L’Āyurveda dà ulteriore indicazioni; attraverso l’osservazione dello stato di equilibrio dei Dosha e dei costituenti corporei (dhatu) viene stabilito se la quantità di cibo era adatta, ed è stata quindi digerita nel modo migliore. I cibi, oltre alla classificazione secondo i sei sapori (dolce, salato, astringente, acido, pungente, amaro), vengono ulteriormente distinti secondo le loro qualità pesanti o leggere. La quantità rimane comunque un fattore determinante per stabilire la digeribilità di un alimento.
Anche la pura e semplice acqua, in quantità eccessive, può risultare pesante ed indigesta.

Secondo i testi giusta quantità significa anche riempire lo stomaco secondo proporzioni ben definite: 2/4 di cibo solido, ¼ di liquido mentre il restante spazio, l’ultimo quarto, va lasciato vuoto.
Alla fine del pasto non vi deve essere mai sensazione di pesantezza ma piacevole soddisfazione.

Il cibo inoltre deve essere scelto secondo le stagioni poiché l’intelligenza della Natura fornisce al momento giusto ciò di cui abbiamo bisogno, nulla viene sprecato, con quanta presunzione invece ci sostituiamo a una così antica saggezza.

Un ambito vicino all’Āyurveda, quello dello Yoga, definisce la quantità di cibo da assumere in questo altro modo:

…in quantità tale che lasci libera la quarta parte dello stomaco, mangiato per il completo piacere di Shiva. — Hatha Yoga Pradipika I,58.

È paragonato ad un sacrificio, lo spazio vuoto è inteso anche come spazio dell’Assoluto.

E ancora

Chi intraprende lo Yoga senza seguire una dieta moderata contrae varie malattie e non progredisce affatto. — Gheranda Samhita V,16.

La moderazione quindi è la giusta chiave.
Oggi abbiamo perso di vista la moderazione ed il buon senso, non solo nei confronti del cibo, ma in ogni aspetto della nostra vita.

La mancanza di consapevolezza, la scarsa attenzione, i condizionamenti, ci portano a compiere scelte affrettate, spesse volte inopportune.

Consumiamo tutto, troppo, velocemente.

A questo riguardo secondo Charaka molto importante è il modo in cui si mangia e l’ambiente in cui il pasto viene consumato.
Sicuramente se la mente è turbata da emozioni negative, la digestione viene alterata, anche i pensieri, del resto, devono essere “digeriti” e questo richiede comunque energia.

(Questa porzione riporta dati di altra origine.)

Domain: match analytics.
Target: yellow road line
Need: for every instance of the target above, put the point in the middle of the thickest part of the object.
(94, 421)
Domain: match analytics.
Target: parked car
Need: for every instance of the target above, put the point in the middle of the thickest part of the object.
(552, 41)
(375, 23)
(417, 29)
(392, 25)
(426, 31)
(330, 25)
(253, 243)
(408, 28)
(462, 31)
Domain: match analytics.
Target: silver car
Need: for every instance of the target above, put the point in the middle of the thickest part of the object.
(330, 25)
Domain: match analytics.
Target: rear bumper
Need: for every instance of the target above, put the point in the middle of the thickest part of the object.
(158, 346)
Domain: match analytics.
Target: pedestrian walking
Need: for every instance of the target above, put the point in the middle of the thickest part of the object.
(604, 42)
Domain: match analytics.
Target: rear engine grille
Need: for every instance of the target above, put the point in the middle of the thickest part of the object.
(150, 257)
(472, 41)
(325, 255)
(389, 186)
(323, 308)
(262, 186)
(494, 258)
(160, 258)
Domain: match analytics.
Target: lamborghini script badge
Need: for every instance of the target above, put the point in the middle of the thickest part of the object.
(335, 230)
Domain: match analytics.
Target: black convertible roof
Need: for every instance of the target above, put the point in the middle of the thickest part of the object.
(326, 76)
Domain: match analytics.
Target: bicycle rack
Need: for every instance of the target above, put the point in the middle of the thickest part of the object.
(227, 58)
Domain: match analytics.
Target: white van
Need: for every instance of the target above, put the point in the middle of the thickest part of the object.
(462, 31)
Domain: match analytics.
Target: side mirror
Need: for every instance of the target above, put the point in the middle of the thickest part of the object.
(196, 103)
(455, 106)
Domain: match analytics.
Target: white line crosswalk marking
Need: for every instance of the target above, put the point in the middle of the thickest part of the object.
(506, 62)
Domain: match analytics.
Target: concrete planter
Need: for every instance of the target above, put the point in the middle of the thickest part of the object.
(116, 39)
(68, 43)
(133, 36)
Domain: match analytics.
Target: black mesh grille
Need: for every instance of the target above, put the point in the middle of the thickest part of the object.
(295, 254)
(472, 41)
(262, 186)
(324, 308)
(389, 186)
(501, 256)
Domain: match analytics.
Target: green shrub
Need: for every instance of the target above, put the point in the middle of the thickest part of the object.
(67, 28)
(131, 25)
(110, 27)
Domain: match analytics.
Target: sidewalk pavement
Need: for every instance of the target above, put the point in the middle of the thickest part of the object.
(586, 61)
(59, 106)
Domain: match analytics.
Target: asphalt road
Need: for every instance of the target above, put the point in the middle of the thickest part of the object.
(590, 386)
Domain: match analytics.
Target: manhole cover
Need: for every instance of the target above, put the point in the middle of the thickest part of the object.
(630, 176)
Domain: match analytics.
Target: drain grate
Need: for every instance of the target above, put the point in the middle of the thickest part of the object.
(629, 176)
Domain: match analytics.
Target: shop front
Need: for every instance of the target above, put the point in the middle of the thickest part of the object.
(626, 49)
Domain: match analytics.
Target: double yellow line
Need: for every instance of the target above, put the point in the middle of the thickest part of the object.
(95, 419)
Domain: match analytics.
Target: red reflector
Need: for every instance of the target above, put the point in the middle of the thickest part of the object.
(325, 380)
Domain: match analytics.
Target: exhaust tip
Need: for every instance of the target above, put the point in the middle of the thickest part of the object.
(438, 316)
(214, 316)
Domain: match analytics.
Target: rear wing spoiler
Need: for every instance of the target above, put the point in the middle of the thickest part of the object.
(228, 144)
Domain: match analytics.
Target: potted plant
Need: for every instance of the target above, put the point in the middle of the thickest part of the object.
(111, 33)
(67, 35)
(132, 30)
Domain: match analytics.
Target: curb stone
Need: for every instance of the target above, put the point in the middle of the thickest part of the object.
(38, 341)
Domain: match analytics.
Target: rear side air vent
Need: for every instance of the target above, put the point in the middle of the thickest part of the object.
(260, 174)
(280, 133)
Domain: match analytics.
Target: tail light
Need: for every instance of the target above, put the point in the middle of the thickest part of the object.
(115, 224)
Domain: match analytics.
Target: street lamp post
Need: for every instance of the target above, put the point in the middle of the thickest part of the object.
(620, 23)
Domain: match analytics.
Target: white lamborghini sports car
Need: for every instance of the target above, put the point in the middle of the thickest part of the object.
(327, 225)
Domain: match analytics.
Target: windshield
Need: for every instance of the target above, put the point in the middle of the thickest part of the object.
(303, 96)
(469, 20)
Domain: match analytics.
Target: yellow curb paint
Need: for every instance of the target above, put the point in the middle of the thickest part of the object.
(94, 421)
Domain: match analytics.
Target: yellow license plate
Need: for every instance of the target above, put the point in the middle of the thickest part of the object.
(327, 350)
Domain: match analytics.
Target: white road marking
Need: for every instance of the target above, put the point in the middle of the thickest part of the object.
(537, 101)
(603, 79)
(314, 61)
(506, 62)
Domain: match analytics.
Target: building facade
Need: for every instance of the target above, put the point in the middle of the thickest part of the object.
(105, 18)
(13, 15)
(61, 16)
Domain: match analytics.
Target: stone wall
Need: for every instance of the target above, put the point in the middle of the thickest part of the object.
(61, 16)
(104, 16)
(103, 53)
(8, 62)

I nostri sensi dovrebbero essere impegnati al momento del pasto in un'unica direzione: odore, colore, sapore, rumore, un’immersione totale e consapevole del momento.

Molti sono i Maestri che, seguendo la via della continua e scorrevole consapevolezza, fanno di ogni attività, un’occasione adatta alla meditazione.
Quale migliore occasione dell’incontro con il cibo, materia viva ed espressione stessa dei principi della Natura.

Proviamo quindi a nutrirci con più rispetto, consapevolezza e moderazione, sentiremo l’energia pura della vita entrare in noi ed Annapurna dea benevola, amorevole nutrice, tornerà a sorriderci.